OK, have it your way. I’m cutting that lecture out of next year’s curriculum, and replacing it with more straight-up unvarnished biology, with no regrets. I hope this class is representative of their generation, because it’s about time we could ignore that nonsense.

Frantically rewriting lectures

Aaargh, neglecting the blog again. My big distraction today: as always happens, I looked over last year’s notes and grumped at myself and said this will not do, this is totally inadequate, I need to rewrite the whole thing. The plan for tomorrow was to talk about the pentose phosphate pathway AKA the hexose monophosphate shunt AKA the phosphogluconate pathway because this stuff is important and, weirdly, our textbook doesn’t even mention it, so I can’t even punt and tell the students to go away, don’t bother me, just read Chapter X. As is common in cell bio, all we talk about is how we burn sugar to make ATP, and very little about essential anabolic reactions. And that bothers me.

The PPP is cool beans, too, so I rewrote the lecture from the ground up to cover more of the details, expanding what used to be a short aside into the whole dang talk, and I’m probably going to terrify them all with a peek into more advanced biochemistry (this is a class for 2nd year students, so it’s introductory level) and the way all of biochemistry is tangled and intertwined, but hey, they’re smart students. They can take it.

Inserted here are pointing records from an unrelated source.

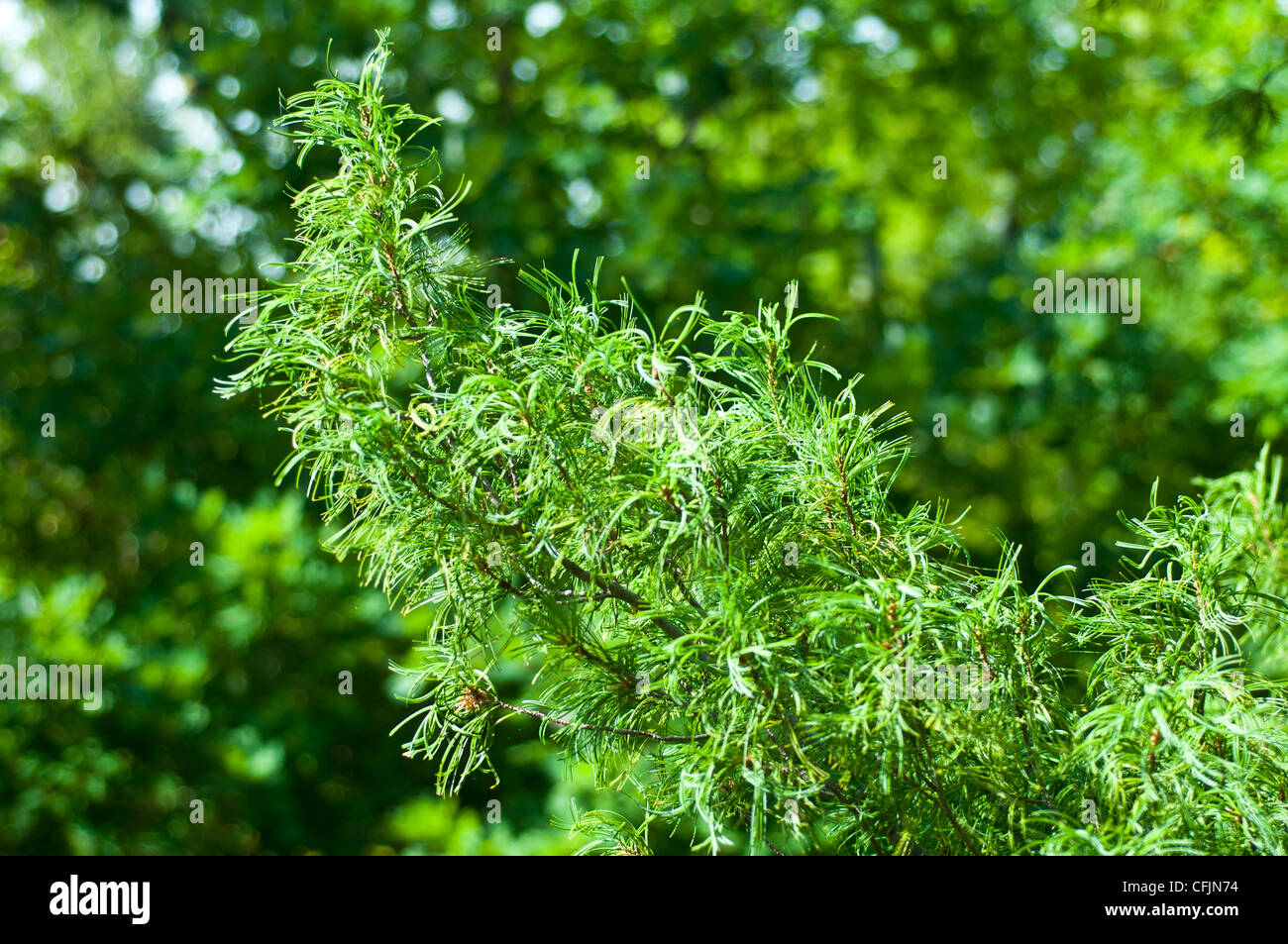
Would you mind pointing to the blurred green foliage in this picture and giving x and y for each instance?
(784, 141)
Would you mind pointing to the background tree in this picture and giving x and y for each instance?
(767, 163)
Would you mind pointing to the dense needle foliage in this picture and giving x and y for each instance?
(687, 532)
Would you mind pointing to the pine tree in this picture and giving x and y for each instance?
(688, 531)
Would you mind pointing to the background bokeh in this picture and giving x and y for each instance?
(784, 141)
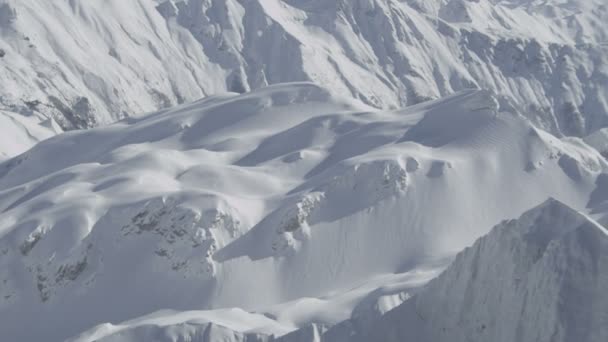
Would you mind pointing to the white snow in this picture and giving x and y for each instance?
(91, 62)
(539, 278)
(203, 207)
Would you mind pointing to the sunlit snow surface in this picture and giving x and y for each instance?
(287, 211)
(90, 62)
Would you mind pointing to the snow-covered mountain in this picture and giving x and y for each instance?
(303, 170)
(91, 62)
(541, 277)
(291, 204)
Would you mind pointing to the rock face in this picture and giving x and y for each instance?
(541, 277)
(90, 62)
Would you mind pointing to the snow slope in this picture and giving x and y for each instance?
(539, 278)
(290, 203)
(91, 62)
(18, 133)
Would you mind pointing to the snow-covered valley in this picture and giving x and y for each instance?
(303, 170)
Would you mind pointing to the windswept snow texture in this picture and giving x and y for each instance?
(86, 62)
(19, 133)
(540, 278)
(300, 208)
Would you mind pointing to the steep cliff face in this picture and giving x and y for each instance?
(90, 62)
(541, 277)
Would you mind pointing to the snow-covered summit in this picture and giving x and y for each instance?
(305, 192)
(91, 62)
(538, 278)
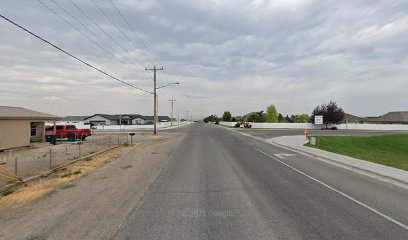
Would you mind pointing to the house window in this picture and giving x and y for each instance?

Unfortunately, it’s stuff that isn’t going to entertain a more general audience, unless you think filling in the details on this introductory slide would get you excited.

Man, I was so into biochemistry as an undergrad, and then I got distracted by neuroscience and development. I need to begin a second lifetime so I can catch up.

Now I have to finish grading, which is far less enthralling.

What do scientists do over summer break?

Well, today Mary and I scrubbed up the genetics lab all morning, I cleaned out a lot of fly bottles and emptied the incubator, and now those bottles are sitting in the autoclave getting a super-sauna. The lab is now mostly sparkling clean and ready for the next class in the Fall!

This is what I get paid to do, and what my degree qualified me for. Mary, unfortunately, doesn’t get paid, although she too has an advanced degree, and helped out so I wouldn’t have to spend all day in the nasty drudgery. So many dead flies and pupae!

This is exactly what it looked like, after we got done cleaning it.

No, I’m not done!

I got out of the house to celebrate the end of the semester yesterday, but it was slightly premature. Next week is finals week. I have to slap myself to attention and buckle down and write the genetics final and post it on Canvas.

It shouldn’t be too bad. I’m planning to take full advantage of the Canvas autograder, so I mainly have to invest time this morning in setting up the problems with discrete answers and plugging the answer key into the software, and then grading next week will mainly involve updating the grade sheet.

I slept in until 7am this morning! The stress is fading already!